Our friend and colleague, Lyn Frazier, will retire from her position as Professor of Linguistics at the end of AY 2017-18. Her marvelous career will be celebrated at Lynschrift18, on May 19 and 20, 2018. Some of her many students, collaborators, and friends from around the world will be attending. We hope you can join us. If you haven’t yet indicated that you will, please let the organizers know by sending an email to lynschrift18@gmail.com.

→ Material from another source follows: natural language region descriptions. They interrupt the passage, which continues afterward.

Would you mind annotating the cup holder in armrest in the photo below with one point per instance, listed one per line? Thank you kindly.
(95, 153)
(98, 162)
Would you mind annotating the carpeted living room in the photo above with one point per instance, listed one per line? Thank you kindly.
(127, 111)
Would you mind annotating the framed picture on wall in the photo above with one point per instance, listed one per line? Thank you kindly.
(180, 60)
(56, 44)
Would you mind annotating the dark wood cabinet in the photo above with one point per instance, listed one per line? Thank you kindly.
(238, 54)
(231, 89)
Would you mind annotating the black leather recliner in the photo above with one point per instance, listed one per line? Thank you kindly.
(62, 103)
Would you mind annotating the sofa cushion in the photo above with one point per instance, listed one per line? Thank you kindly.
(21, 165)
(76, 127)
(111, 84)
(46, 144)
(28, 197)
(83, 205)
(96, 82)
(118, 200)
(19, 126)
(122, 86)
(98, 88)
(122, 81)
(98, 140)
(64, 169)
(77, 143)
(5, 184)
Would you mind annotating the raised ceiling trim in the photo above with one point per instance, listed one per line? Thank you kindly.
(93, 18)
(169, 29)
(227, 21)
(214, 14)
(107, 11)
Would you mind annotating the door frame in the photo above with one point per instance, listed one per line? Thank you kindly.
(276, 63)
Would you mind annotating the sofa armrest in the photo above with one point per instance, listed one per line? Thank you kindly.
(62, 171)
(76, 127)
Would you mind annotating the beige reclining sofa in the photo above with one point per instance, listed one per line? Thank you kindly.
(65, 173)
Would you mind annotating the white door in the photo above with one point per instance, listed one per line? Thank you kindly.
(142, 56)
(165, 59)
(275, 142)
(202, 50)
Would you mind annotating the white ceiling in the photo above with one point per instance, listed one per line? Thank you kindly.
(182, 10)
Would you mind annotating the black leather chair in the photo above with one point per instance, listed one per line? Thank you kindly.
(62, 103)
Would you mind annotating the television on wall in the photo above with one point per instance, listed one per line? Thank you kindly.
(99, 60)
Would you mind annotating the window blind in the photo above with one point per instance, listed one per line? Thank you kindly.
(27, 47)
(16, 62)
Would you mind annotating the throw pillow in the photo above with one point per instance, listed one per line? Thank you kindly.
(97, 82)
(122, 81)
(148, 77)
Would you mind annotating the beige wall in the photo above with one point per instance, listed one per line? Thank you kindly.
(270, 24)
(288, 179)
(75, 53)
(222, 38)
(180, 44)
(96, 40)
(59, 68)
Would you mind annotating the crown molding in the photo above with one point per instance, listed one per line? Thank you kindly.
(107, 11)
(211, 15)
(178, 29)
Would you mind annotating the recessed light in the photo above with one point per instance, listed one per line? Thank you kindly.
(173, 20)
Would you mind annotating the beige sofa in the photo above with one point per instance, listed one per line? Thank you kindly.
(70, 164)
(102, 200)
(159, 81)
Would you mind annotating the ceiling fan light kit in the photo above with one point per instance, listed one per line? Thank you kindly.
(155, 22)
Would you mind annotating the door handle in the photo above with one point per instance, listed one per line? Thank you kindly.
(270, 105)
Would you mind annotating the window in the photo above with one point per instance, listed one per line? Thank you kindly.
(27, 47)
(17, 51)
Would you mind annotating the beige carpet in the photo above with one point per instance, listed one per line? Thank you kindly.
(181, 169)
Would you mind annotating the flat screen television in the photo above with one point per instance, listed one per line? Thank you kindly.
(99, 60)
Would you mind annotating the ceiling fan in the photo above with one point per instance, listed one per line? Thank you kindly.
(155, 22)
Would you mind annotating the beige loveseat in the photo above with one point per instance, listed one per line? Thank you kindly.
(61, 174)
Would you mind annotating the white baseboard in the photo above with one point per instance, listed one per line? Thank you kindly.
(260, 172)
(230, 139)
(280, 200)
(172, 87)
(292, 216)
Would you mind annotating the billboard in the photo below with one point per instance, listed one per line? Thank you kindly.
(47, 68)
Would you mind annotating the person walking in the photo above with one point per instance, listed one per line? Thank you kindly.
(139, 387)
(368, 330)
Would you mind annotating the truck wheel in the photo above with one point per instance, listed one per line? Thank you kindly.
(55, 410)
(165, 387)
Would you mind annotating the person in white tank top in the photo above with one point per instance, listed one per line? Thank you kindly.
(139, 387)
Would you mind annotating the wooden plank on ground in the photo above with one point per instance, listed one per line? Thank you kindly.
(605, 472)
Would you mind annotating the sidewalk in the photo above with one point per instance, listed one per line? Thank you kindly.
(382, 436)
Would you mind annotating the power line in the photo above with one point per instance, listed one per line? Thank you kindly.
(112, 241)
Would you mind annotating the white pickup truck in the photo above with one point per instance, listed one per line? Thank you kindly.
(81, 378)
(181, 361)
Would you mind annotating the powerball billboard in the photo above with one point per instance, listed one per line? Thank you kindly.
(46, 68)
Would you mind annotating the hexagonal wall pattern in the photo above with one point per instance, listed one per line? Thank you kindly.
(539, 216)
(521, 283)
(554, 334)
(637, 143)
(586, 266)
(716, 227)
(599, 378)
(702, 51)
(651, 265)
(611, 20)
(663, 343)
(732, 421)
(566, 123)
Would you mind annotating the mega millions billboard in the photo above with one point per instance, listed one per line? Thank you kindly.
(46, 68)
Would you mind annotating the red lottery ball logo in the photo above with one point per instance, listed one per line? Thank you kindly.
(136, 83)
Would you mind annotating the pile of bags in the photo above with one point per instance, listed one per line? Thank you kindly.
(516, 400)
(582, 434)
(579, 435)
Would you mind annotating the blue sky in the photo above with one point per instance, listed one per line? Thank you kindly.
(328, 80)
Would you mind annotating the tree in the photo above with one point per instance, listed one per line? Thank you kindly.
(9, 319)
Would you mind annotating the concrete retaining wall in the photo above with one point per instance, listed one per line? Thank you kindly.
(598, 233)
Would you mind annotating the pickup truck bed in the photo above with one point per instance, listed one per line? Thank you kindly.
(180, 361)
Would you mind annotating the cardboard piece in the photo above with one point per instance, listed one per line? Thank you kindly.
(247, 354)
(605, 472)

Lyn, as you know, arrived at UMass in 1978 with a new explicit theory of how people parse sentences. In collaboration with her Psychology colleague, the late Keith Rayner, she introduced a new technique – eyetracking while reading sentences – to psycholinguistics, and provided crucial evidence about her theoretical claims. In the years since then, she has continued to provide new insights and new experimental evidence about the processing of sentences with long-distance dependencies, the role of prosody in sentence processing, the interpretation of sentences with ellipsis, the role of information structure in processing, and various aspects of the semantics and pragmatics of sentences.

She has collaborated closely with colleagues at UMass and other universities and research institutes in the US and around the world, earning their respect and admiration. Her research career is surely not over. Her status as Professor Emerita will give her the opportunity to think deeply about a variety of new aspects of language processing. But for now, it is time to celebrate what Lyn has accomplished to date. We will all have a stimulating two days of talks and posters and a delightful reunion of many of Lyn’s dear friends, colleagues, and students.